O consumo é o argumento mais forte para quem pensa no dia a dia. Com gasolina combinada ao motor elétrico, o SUV híbrido flex entrega até 18,3 km/l na cidade e 18,8 km/l na estrada. Com etanol, os números ficam em 13,1 km/l urbano e 14,1 km/l na estrada. Para um veículo de quase 400 cv, isso é uma eficiência difícil de questionar.

A bateria de 37,1 kWh permite até 74 km em modo 100% elétrico, conforme certificação do Inmetro. No dia a dia urbano, muita gente vai passar semanas sem precisar sequer acionar o motor a combustão.

Recarregar na prática: quanto tempo leva?

Aqui está um ponto que faz diferença real na rotina. Em recarga rápida DC, o Tank 300 aceita até 50 kW e vai de 30% a 80% em aproximadamente 24 minutos. Parou para almoçar? O carro já carregou o suficiente para voltar no modo elétrico.

Em corrente alternada, a potência máxima é de 6,6 kW, o que cobre tranquilamente uma recarga doméstica noturna. A infraestrutura de carregamento no Brasil ainda está em expansão, mas o modelo foi pensado justamente para não depender exclusivamente dela.

Tank 300 PHEV Flex: dimensões e capacidade

O Tank 300 é um SUV de tamanho generoso. Com 4.760 mm de comprimento, 1.930 mm de largura, 1.903 mm de altura e entre-eixos de 2.750 mm, ele se posiciona como um veículo de presença real, capaz de acomodar cinco ocupantes com conforto e ainda lidar com terrenos que SUVs urbanos simplesmente não encaram.

A capacidade de imersão de 70 cm na água é outro dado que distingue o Tank 300 da maioria dos concorrentes.
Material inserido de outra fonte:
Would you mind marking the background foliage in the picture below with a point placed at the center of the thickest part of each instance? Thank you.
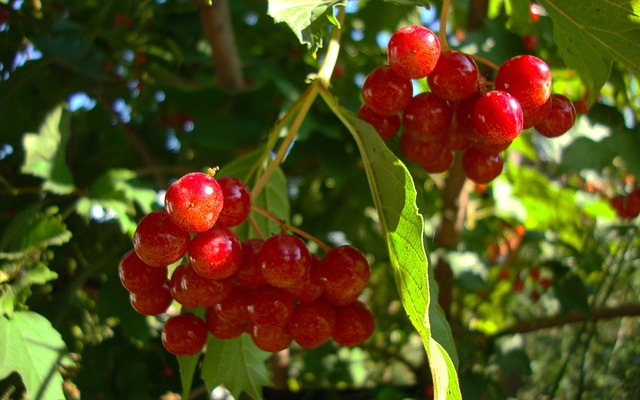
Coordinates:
(103, 104)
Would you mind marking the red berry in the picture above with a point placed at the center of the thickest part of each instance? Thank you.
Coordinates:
(413, 51)
(455, 76)
(194, 202)
(221, 328)
(271, 338)
(481, 167)
(386, 126)
(137, 276)
(250, 273)
(385, 92)
(354, 324)
(344, 272)
(527, 78)
(560, 119)
(285, 260)
(216, 253)
(184, 335)
(427, 117)
(152, 302)
(237, 201)
(497, 117)
(270, 305)
(158, 241)
(312, 323)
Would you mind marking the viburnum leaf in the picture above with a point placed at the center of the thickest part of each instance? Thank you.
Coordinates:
(31, 347)
(46, 153)
(394, 195)
(299, 15)
(237, 364)
(591, 34)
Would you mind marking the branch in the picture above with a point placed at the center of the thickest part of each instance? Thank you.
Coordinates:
(218, 30)
(631, 310)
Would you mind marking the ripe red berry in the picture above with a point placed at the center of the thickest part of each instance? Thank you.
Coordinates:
(220, 328)
(184, 335)
(427, 117)
(194, 202)
(455, 76)
(271, 338)
(285, 260)
(344, 272)
(413, 51)
(312, 323)
(385, 92)
(152, 302)
(158, 241)
(237, 201)
(137, 276)
(354, 324)
(270, 305)
(481, 167)
(386, 126)
(216, 253)
(249, 273)
(527, 78)
(560, 119)
(497, 117)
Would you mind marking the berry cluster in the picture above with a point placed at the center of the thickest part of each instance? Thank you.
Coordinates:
(274, 289)
(459, 113)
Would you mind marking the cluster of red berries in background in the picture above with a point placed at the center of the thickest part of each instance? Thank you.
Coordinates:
(274, 289)
(460, 112)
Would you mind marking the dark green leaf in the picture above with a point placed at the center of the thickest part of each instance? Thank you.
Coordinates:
(33, 348)
(591, 34)
(237, 364)
(46, 153)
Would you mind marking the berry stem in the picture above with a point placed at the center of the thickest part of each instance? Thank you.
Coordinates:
(285, 226)
(442, 34)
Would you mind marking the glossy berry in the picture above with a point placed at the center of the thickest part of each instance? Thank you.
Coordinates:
(312, 323)
(285, 260)
(220, 328)
(455, 76)
(413, 51)
(354, 324)
(158, 241)
(237, 201)
(216, 253)
(184, 335)
(386, 126)
(249, 273)
(344, 272)
(194, 202)
(420, 152)
(481, 167)
(152, 302)
(271, 338)
(427, 117)
(270, 305)
(385, 92)
(137, 276)
(204, 292)
(527, 78)
(497, 117)
(560, 119)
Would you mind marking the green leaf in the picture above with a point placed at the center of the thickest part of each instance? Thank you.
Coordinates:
(394, 195)
(299, 15)
(591, 34)
(272, 198)
(46, 152)
(237, 364)
(33, 348)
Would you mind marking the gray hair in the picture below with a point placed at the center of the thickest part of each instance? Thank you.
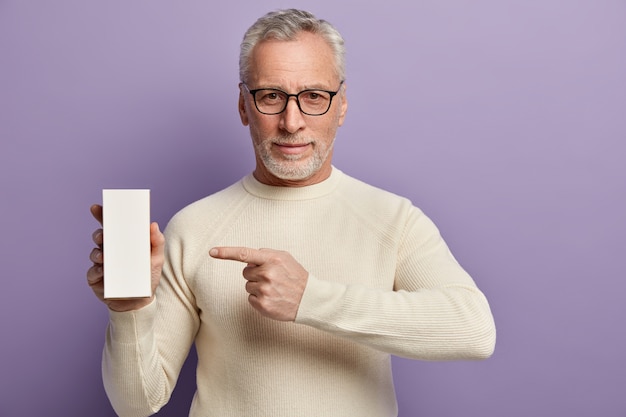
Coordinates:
(285, 25)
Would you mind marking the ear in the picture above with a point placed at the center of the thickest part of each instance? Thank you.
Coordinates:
(344, 105)
(243, 114)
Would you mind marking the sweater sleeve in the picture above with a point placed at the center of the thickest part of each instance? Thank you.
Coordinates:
(434, 312)
(145, 349)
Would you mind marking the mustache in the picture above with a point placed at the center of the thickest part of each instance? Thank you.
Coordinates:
(291, 139)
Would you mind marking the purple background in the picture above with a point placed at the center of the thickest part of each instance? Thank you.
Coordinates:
(503, 120)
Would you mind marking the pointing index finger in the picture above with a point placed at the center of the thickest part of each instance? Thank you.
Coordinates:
(236, 253)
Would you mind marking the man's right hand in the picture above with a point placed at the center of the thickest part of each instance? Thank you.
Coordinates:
(95, 274)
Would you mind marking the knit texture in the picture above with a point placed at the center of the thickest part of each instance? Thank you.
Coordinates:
(381, 281)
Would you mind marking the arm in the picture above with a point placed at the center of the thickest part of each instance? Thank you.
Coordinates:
(435, 311)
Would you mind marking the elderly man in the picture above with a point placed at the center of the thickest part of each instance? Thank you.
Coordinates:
(346, 276)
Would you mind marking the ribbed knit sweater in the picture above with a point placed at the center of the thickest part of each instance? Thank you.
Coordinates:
(381, 281)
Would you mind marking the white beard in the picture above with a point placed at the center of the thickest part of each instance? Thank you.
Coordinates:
(293, 167)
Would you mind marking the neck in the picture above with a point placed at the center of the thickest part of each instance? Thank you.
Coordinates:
(265, 177)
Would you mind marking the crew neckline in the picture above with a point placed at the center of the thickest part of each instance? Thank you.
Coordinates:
(308, 192)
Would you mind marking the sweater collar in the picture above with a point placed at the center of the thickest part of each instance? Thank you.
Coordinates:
(270, 192)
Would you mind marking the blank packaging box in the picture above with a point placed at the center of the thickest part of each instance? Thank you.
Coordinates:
(126, 229)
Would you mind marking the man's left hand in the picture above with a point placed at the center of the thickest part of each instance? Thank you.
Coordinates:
(275, 280)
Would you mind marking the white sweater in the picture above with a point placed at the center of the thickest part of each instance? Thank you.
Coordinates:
(381, 281)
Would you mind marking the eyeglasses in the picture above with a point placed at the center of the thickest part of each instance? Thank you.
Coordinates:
(310, 102)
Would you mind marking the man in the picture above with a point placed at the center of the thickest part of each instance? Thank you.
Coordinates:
(350, 275)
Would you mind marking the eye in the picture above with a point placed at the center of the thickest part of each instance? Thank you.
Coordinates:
(314, 96)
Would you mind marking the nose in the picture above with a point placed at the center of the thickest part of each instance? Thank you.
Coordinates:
(291, 119)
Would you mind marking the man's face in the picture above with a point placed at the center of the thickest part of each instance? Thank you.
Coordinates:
(291, 148)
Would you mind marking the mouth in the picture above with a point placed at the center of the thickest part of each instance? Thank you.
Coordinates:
(292, 148)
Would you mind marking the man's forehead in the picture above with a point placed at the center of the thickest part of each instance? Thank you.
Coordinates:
(305, 62)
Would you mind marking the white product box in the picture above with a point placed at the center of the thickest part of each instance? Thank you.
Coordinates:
(126, 232)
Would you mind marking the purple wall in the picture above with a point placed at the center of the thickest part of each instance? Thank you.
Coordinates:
(504, 120)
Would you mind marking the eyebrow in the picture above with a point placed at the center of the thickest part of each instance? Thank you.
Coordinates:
(311, 87)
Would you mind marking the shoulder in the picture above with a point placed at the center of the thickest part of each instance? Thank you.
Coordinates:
(202, 213)
(371, 198)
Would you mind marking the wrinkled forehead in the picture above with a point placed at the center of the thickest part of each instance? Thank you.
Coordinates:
(306, 60)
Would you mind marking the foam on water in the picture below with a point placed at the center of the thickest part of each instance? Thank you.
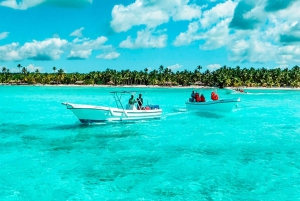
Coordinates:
(249, 154)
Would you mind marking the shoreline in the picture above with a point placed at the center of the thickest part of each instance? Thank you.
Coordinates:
(154, 86)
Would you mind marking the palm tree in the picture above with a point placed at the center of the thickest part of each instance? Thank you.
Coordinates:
(19, 66)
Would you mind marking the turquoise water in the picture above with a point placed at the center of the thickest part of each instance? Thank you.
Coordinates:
(249, 154)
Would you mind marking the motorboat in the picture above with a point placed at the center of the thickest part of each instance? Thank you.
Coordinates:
(235, 91)
(222, 105)
(93, 113)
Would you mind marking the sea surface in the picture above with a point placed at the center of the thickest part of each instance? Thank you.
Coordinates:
(252, 153)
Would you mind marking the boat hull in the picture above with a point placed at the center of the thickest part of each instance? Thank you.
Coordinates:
(224, 105)
(90, 113)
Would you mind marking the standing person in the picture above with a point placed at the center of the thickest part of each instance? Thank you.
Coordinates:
(140, 102)
(131, 102)
(192, 97)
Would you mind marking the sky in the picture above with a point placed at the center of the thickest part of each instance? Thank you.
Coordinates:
(93, 35)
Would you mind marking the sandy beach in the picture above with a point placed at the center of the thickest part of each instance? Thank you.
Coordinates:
(158, 86)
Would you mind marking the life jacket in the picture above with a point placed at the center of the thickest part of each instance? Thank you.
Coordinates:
(214, 96)
(197, 97)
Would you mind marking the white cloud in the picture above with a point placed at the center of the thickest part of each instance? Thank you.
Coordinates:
(213, 67)
(218, 13)
(217, 36)
(25, 4)
(3, 35)
(175, 67)
(109, 56)
(32, 68)
(145, 39)
(212, 27)
(80, 54)
(186, 38)
(48, 49)
(77, 32)
(82, 49)
(152, 13)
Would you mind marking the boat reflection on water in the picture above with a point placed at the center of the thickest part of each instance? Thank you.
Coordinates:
(93, 113)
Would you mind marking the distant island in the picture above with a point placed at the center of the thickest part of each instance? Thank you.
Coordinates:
(222, 77)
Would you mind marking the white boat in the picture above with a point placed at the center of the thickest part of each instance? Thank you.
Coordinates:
(235, 91)
(223, 105)
(92, 113)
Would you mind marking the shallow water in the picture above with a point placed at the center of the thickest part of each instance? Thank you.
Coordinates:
(249, 154)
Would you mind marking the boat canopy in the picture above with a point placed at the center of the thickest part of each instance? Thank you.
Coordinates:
(125, 92)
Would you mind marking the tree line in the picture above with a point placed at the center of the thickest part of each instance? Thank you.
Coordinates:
(222, 77)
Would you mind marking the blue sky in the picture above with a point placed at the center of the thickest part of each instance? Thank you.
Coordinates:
(93, 35)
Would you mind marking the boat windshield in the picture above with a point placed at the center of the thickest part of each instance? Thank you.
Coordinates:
(118, 95)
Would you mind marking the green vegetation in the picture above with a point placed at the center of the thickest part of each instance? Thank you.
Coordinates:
(223, 77)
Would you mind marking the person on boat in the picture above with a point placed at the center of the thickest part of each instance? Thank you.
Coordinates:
(202, 98)
(140, 102)
(214, 96)
(192, 99)
(131, 102)
(197, 97)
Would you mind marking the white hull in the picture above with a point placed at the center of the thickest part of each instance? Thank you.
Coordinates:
(231, 91)
(225, 105)
(91, 113)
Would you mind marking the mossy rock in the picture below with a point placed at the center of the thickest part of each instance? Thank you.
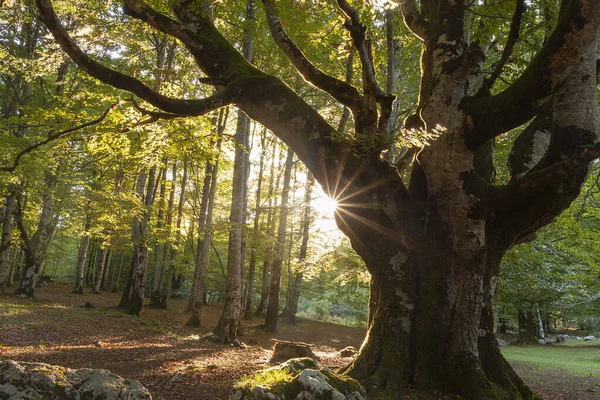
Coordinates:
(298, 379)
Não é um número para catálogo: é a confirmação de que o projeto não abriu mão das credenciais off-road ao incorporar a tecnologia plug-in hybrid.

R$ 342 mil: caro ou justo?

Com uma leve revisão de preço em relação à versão anterior, o Tank 300 PHEV Flex chega às concessionárias da GWM por R$ 342 mil na linha 2027. Já está disponível para compra.

O valor pode parecer alto à primeira vista, mas precisa ser lido no contexto correto. O comprador está levando o único SUV híbrido plug-in com tecnologia flex do planeta, com potência de esportivo, capacidade off-road real, eficiência de combustível acima da média do segmento e uma bateria que cobre boa parte das viagens urbanas sem consumir uma gota de combustível.

Para o público que tem esse perfil de uso e esse orçamento, a equação faz sentido.

O Brasil como protagonista da mobilidade sustentável

Há algo maior acontecendo aqui além do lançamento de um carro. O desenvolvimento do Tank 300 PHEV Flex no Brasil, adaptado para o etanol nacional, é um sinal de como o país pode usar sua matriz energética como vantagem competitiva global.

Enquanto o mundo debate como descarbonizar o transporte, o Brasil já tem o combustível renovável e agora tem a tecnologia que sabe aproveitá-lo. A parceria entre GWM e Bosch para calibrar o sistema especificamente para o etanol hidratado não foi um detalhe técnico. Foi uma aposta estratégica que colocou o mercado brasileiro na frente.

O Tank 300 PHEV Flex é, portanto, mais do que um SUV sofisticado com preço premium. É a prova de que a combinação entre eletrificação e biocombustíveis tem futuro concreto, e que esse futuro está sendo construído, ao menos em parte, no Brasil.